With the United States-Japan final also comes the conclusion of a tournament where the inequality of how FIFA treats the women's game was on display in real time: artificial turf fields; competing teams staying in the same hotels; a prize money pool one-third of what their male counterparts had available in Brazil a year ago.
The issues will remain until FIFA gets its next opportunity in 2019 to show how much it values the Women's World Cup.
"I've referred to FIFA as the stadium that houses this event, the game is the centerpiece of this event, not the institution," United States coach Jill Ellis said. "I think people can't help, FIFA included, but to notice how popular this sport is. And to make sure, it's like anything, there is always an evolution.
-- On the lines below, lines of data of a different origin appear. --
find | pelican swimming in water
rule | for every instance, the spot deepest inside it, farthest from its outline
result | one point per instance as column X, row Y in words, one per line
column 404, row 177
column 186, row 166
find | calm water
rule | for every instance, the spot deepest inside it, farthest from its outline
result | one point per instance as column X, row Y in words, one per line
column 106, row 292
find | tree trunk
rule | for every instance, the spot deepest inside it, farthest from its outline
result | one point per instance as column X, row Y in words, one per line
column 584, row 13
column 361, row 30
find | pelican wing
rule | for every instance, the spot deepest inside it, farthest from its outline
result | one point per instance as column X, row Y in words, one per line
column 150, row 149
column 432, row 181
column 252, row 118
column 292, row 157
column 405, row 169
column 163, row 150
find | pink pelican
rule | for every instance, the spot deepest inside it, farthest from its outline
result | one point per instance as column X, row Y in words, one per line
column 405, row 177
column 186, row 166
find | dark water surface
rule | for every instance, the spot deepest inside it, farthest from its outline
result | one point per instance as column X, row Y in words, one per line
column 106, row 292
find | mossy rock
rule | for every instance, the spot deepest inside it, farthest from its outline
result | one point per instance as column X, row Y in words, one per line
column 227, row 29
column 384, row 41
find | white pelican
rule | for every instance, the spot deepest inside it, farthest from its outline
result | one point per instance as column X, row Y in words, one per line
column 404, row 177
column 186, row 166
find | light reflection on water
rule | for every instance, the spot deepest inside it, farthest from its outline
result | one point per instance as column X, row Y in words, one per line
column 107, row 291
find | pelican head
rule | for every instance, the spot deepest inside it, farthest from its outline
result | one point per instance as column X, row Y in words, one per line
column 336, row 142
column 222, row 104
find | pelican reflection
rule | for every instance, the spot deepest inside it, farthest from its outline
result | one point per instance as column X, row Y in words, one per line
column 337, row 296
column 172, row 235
There is always a process to go through before equal footing is gained."
FIFA trumpeted the success of the tournament Friday. It has set attendance records with more than 1 million fans, shattered TV viewing records beyond just the American market and staged a successful expansion from 16 to 24 teams.
Yet the equality problems were significant. The use of artificial turf on all fields was at the head of the list. But the prize money for the event is $15 million. The men's purse was more than $500 million in 2014.
Let him enjoy it
After beating Germany for third place, England coach Mark Sampson decided it might be time for a brief break to enjoy the moment when asked how the Lionesses build on this performance.
"Look, all I'm concerned about is having a good time tonight, if I'm honest," he said, with a big grin. "Let's stick our glasses in the air and toast to an excellent tournament, and a really special experience, memories of a lifetime."